ChEMBL Data Questions

  • General

    • How often do you update the data?

      The data is updated regularly, with releases approximately every 3-4 months.


    • Can you provide of list of all changes and additions you've made since the last release?

      We provide a list of all downgraded compounds with each release. However, it would be impossible to note all structural changes and/or changes to compound names etc. If there is something specific that you need to check, please contact us and we will be able to let you know what, if anything, has happened to that compound.


    • Are my queries stored and if so, are they routinely deleted?

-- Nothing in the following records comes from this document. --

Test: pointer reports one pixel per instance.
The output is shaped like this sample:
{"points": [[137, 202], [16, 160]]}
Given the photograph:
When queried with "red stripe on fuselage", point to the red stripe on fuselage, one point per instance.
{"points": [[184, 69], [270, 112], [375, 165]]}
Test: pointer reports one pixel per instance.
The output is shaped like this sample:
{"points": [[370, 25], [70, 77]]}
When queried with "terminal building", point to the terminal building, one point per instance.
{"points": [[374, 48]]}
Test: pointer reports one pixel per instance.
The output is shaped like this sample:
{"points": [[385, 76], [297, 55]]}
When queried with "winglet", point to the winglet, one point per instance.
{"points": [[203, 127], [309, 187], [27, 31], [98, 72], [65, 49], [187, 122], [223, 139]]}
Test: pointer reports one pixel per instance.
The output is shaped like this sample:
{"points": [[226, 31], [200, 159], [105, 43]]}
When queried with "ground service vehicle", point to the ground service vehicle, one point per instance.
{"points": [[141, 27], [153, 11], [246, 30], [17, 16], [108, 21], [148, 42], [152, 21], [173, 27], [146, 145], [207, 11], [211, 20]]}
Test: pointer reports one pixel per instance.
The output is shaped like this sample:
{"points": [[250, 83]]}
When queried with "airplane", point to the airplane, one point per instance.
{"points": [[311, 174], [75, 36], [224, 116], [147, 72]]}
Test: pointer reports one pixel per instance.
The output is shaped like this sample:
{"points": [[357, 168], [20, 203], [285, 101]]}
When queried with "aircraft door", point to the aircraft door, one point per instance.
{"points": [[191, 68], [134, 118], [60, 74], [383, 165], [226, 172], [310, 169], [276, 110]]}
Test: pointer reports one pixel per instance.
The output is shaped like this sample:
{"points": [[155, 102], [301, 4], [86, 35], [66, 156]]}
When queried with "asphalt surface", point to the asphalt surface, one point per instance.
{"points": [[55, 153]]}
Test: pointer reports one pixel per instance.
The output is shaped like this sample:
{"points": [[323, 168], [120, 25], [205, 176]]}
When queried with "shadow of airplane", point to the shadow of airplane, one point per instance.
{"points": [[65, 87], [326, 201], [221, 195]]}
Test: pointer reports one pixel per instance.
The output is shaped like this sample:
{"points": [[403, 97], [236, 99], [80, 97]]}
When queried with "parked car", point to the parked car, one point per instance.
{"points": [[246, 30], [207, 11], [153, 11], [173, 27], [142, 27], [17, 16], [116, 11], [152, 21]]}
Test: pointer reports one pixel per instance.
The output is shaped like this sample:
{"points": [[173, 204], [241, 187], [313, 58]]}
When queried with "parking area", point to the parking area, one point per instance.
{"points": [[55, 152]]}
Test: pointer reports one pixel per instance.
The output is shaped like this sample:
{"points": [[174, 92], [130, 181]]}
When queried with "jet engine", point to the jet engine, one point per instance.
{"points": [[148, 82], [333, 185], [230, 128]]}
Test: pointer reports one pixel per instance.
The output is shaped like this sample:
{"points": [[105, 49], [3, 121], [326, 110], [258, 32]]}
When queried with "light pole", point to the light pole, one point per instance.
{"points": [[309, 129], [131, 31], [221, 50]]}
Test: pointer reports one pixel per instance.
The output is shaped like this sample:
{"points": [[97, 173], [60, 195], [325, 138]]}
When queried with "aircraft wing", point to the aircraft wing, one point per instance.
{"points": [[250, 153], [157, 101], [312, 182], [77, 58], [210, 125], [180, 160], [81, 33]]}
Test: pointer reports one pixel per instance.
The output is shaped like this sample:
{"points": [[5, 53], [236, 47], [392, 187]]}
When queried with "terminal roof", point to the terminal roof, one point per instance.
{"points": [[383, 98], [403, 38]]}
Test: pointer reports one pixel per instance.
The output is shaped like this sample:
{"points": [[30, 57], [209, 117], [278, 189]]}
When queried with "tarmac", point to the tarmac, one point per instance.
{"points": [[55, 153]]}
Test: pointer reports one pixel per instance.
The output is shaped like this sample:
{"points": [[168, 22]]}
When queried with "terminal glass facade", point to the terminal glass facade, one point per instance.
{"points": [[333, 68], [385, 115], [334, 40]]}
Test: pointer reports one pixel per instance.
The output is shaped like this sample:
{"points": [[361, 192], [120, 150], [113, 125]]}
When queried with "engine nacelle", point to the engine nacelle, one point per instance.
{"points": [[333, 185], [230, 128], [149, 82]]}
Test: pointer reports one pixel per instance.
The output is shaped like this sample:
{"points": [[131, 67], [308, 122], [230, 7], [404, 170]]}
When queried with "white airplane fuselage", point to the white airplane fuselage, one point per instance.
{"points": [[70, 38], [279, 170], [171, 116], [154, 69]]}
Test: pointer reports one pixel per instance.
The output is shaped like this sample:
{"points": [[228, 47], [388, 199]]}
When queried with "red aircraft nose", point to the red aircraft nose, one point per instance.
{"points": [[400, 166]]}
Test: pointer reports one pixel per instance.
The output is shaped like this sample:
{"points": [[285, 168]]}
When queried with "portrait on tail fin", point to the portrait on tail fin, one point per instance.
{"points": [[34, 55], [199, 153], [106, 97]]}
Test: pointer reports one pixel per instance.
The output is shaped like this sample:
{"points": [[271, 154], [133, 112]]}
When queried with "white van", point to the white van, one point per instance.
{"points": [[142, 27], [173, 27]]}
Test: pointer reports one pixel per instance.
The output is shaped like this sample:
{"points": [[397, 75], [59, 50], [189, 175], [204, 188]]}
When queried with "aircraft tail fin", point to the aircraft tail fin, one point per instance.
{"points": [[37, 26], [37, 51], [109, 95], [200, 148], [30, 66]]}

      We do not store any queries that our users run. We do not analyse the nature of any queries or note structures that are processed through the website. In fact, we use https:// wherever possible to maintain the security of the searches. Additionally, the EBI has terms of use and these can be found at: http://www.ebi.ac.uk/Information/termsofuse.html. This will tell you what information is retained by the EBI, if any.


    • Why are there so many different types of Standard Units in the database?

      The published units are taken directly from the literature and we then attempt to standardise these to report as a standard type. This is an ongoing curation task, which was started with the most common units first.


    • What is the 'Confidence Score'?

      As part of the manual curation process applied to the data we assign a confidence score to the assay-to-target relationships represented in the database. The confidence score value reflects both the type of target assigned to a particular assay and the confidence that the target assigned is the correct target for that assay. The confidence scores range from 0, for as yet uncurated data entries, to 9, where a single protein target has been assigned a high degree of confidence. Assays assigned a non-molecular target type, for example a cell-line or an organism, receive a confidence score of 1, while assays with assigned protein targets receive a confidence score of at least 4.

      CONFIDENCE_SCORE	DESCRIPTION
      0			Default value - Target assignment has yet to be curated
      1			Target assigned is non-molecular
      3			Target assigned is molecular non-protein target
      4			Multiple homologous protein targets may be assigned
      5			Multiple direct protein targets may be assigned
      6			Homologous protein complex subunits assigned
      7			Direct protein complex subunits assigned
      8			Homologous single protein target assigned
      9			Direct single protein target assigned
      


    • Do you show which compounds and/or bioactivity data has been changed or deleted with each release of ChEMBL?

      As the data and the compounds are continually being curated, it is not possible to keep a track of these alterations or additions. However, if our users contact us personally, we are always happy to try and give them this type of information on individual data or compounds, wherever possible.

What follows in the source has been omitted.